Quote:
Originally Posted by statmanhal
For a mathematical justification, if you make a bet of B into a pot of P, the minimum showdown equity to assure +EV is B/(P+2B) assuming a villain call.
You can easily show that the required equity decreases with B. As required equity decreases, more hands can meet the requirement. Therefore, the smaller the bet, the wider you can bet.
Note, this simple math ignores many factors such as future betting, folds (equity realization), raises, EV maximization, etc. but does support the contention that a smaller bet can justify a wider opening.
thanks for answering.
I didn't played poker since a long time, so I restarted the book from the beginning, and you answer will certainly help me when I will be back at this area of the book.
Well by restarting the book I discovered a new problem that I don't manage to solve myself.
at page 61, Matthew says that the example used to figure out what the EV of the worst hand in our BU open range is when SB or BB call "treated all flats from SB and BB the same" and that stands for simplify the problem.
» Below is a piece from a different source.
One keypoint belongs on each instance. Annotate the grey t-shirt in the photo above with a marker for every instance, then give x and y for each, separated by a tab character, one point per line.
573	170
I can't figure out the "slightly more complex formula" which Matthew speaks to separate SB and BB calls. In fact I believe Matthew is speaking about something to find different EVs for SB calls and BB calls.
Something like:
freqfold*EVfold + freq3bet*3bet + freqSBcalls*EVSBcalls + freqBBcalls*EVBBcalls = 0
It seems to me that this equation have infinite solutions (believe me I tried hard to solve this especially I tried with a raise from MP...) and can't be solve.
I'm not an expert on maths (I also tried to answer my question with solvers, and I'm even less expert at programming) so if someone meets the same problem or want to solve this, help is welcome !
I start to believe that either Matthew didn't realize that this equation is not solvable or that I misinterpreted what he wanted to say.